DCGAN - Mode Collapse Observations

DCGAN - Mode Collapse Observations

I've started experimenting with several GANs that will lead me into my independent studies this summer. So far I'm going to be studying the Goodfellow "DCGAN".

As my first step in researching the DCGAN, I learned fast about failure. Here are some initial observations on failure to converge and mode collapse.

Data

In this particular DCGAN, I've used data that I collected from videos of my two dogs, Stella (a German Shephard mix) and Stacker (a pure breed blue heeler). You can do the same thing, too. I recorded five different videos on my phone, each lasting 20 - 40 seconds long. Then I used ffmpeg to extract frames, leading to the following set of data. These videos were about 120 fps, which for a 20 second video translated into 2840 frames/images. Total dataset:

  • Stella in test: 200
  • Stacker in test: 200
  • Stella in train: 3009
  • Stacker in train: 2718
  • Total train: 5727 images
  • Total test: 400 images

If you'd like a copy of this dataset, email me or Tweet me and I'd be happy to share them with you.

DCGAN

I used the PyTorch DCGAN tutorial right "off the shelf" and didn't change any hyperparameters, loss functions, or architectures. Instead of the celebA faces dataset, I trained against my own dog dataset.

pytorch/tutorials
PyTorch tutorials. Contribute to pytorch/tutorials development by creating an account on GitHub.

The GAN needs to be able to reach stability and some point of equilibrium between the generator and the discriminator. The generator, G, needs to create fake images that increasingly look real to fool the discriminator, learning in the process what features can fool and which ones cannot.  The generator is represented by the function G(z), that learns to approximate the distribution of the real data, p_data(x), so that it can generate fake data. D(G(z)) is a scalar, representing the probability that the fake sample is real, as classified by the discriminator.

G tries to minimize the probability that D can detect its fakes as fake: log(1 - D(G(z)).

The discriminator, D, needs to maximize its probability of catching the fakes as well as accurately figuring out which ones are real: log(D(x)). In the PyTorch DCGAN implementation, the discriminator is also a CNN.  The discriminator outputs the probability that x is a real image: D(x). In the end, G tries to minimize the objective function V, while D tries to maximize V.

Looking at the algorithm outlined in Goodfellow's paper, he tells us that both nets are trained in an alternating fashion to compete against each other in this minimax game. Sample a minibatch of noise, then a minibatch of the same number of real training examples and update the discriminator via stochastic gradient ascent. Now sample a minibatch of noise and update the generator via stochastic gradient descent.

Results

I trained the GAN set to 2 GPUs on my RTX2080Ti machine. As a result, with the luxury of my own machine, I wanted to see how the losses would change after several hundred epochs. I trained at 305, then another 500 epochs.

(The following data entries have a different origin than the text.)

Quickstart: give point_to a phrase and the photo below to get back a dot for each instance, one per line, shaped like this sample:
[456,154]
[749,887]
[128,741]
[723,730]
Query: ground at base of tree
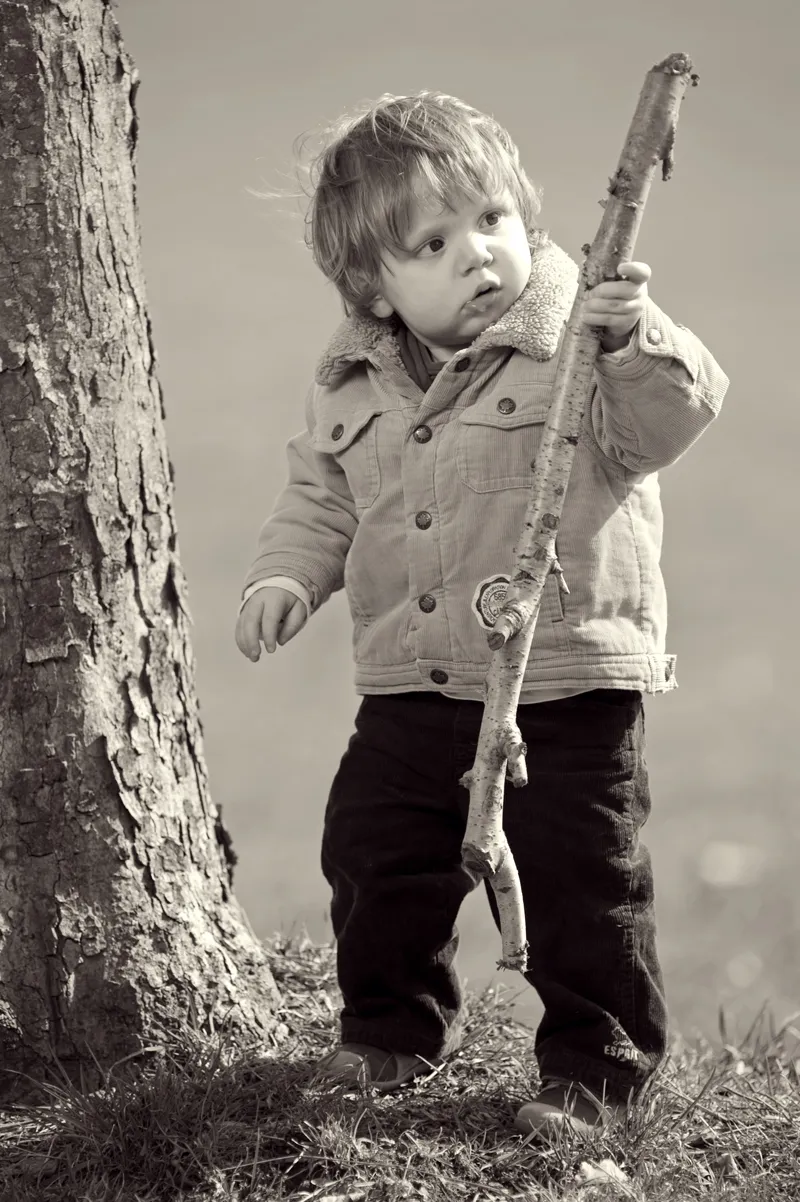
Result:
[203,1120]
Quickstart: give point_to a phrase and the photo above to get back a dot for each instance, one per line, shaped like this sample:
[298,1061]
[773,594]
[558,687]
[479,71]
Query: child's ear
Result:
[381,308]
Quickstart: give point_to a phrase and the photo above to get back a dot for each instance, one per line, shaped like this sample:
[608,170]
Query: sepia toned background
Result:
[240,315]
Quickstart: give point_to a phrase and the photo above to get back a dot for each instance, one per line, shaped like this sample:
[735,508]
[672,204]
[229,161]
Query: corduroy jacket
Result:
[413,501]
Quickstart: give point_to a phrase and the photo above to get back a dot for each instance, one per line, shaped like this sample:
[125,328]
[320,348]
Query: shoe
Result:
[366,1065]
[562,1105]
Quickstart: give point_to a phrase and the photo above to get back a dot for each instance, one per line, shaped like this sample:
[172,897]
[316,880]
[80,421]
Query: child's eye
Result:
[434,245]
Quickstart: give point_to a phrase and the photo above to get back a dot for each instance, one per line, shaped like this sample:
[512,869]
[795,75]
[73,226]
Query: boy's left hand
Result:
[618,304]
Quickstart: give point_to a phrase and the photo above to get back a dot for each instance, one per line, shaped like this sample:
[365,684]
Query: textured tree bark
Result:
[117,914]
[501,751]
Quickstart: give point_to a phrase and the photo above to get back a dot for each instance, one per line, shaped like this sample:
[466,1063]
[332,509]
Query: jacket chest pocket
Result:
[352,440]
[499,438]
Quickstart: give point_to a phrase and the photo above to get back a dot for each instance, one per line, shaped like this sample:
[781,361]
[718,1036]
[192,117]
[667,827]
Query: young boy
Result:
[409,487]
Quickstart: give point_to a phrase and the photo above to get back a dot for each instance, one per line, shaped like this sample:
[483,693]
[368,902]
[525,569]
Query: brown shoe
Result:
[362,1064]
[565,1105]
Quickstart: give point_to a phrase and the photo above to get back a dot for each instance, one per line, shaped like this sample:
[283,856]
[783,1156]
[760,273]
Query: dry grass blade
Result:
[203,1120]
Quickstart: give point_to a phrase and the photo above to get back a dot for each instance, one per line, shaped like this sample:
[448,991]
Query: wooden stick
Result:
[501,751]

We can see at 305 epochs that the generator loss is higher than the discriminator. There is also an oscillating pattern. This tells me that the generator is struggling to create fake images that are real-looking-enough to fool the discriminator. D(x) has pretty much approached zero from the first few epochs and isn't providing a gradient that the generator can learn from. As a friend of mine told me, the discriminator has a much easier job than the generator; if it is trained faster the game for both will essentially end.

We can also see a lot of oscillation every thousand or so batches most notably in the generator loss, showing a lot of instability. This may mean that the generator is changing modes in an effort to generate different diversities of output. But, the discriminator loss has pretty much immediately hit zero, and as we shall see after 800 epochs, it never recovered. This is a failure to converge. "The likely way that you will identify this type of failure is that the loss for the discriminator has gone to zero or close to zero."

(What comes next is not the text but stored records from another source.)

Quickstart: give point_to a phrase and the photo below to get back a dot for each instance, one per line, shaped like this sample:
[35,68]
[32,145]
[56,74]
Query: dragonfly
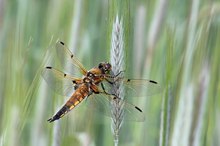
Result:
[94,86]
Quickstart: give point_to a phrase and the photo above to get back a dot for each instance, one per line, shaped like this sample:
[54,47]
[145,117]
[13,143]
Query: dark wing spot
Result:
[138,108]
[153,81]
[49,67]
[62,43]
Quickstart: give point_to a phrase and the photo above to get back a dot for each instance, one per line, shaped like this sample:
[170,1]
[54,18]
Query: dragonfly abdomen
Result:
[81,93]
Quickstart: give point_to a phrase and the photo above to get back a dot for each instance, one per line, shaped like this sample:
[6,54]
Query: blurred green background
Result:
[176,43]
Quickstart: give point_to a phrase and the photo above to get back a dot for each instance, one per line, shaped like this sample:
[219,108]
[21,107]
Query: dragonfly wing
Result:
[60,82]
[66,56]
[140,87]
[109,104]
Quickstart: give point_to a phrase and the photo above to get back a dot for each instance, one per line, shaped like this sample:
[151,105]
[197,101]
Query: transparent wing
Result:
[140,87]
[65,56]
[134,87]
[109,104]
[60,82]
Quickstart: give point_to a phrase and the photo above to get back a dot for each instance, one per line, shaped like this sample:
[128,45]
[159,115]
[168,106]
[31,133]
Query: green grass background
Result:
[176,43]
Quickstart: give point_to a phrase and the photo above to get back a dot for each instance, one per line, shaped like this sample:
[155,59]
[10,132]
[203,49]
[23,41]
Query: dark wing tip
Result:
[62,43]
[138,109]
[153,82]
[51,120]
[49,67]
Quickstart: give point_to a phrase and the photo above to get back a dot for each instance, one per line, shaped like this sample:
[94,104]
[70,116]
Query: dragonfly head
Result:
[105,67]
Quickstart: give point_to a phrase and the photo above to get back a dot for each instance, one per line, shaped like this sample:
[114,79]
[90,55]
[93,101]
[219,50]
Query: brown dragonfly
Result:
[94,85]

Starting up the training again, to train another 500 epochs, we can see that the discriminator is doing a better job at predicting the real D(x) than the fake D(G(z)). The generator was not able to learn how to generate enough diversity, as well as the discriminator was able to detect its fakes.

Mode Collapse

After a total of 805 epochs, we can see that the GAN is a total failure. There is no equilibrium between both networks, with a history of instability in the generator. As I mentioned earlier, at the 300-epoch mark D(x) probability was high, and you can see the same below at the 800th epoch. A pending sign of doom - the generator is outputting poor diversity, and "The discriminator can use this score to detect generated images and penalize the generator if mode is collapsing."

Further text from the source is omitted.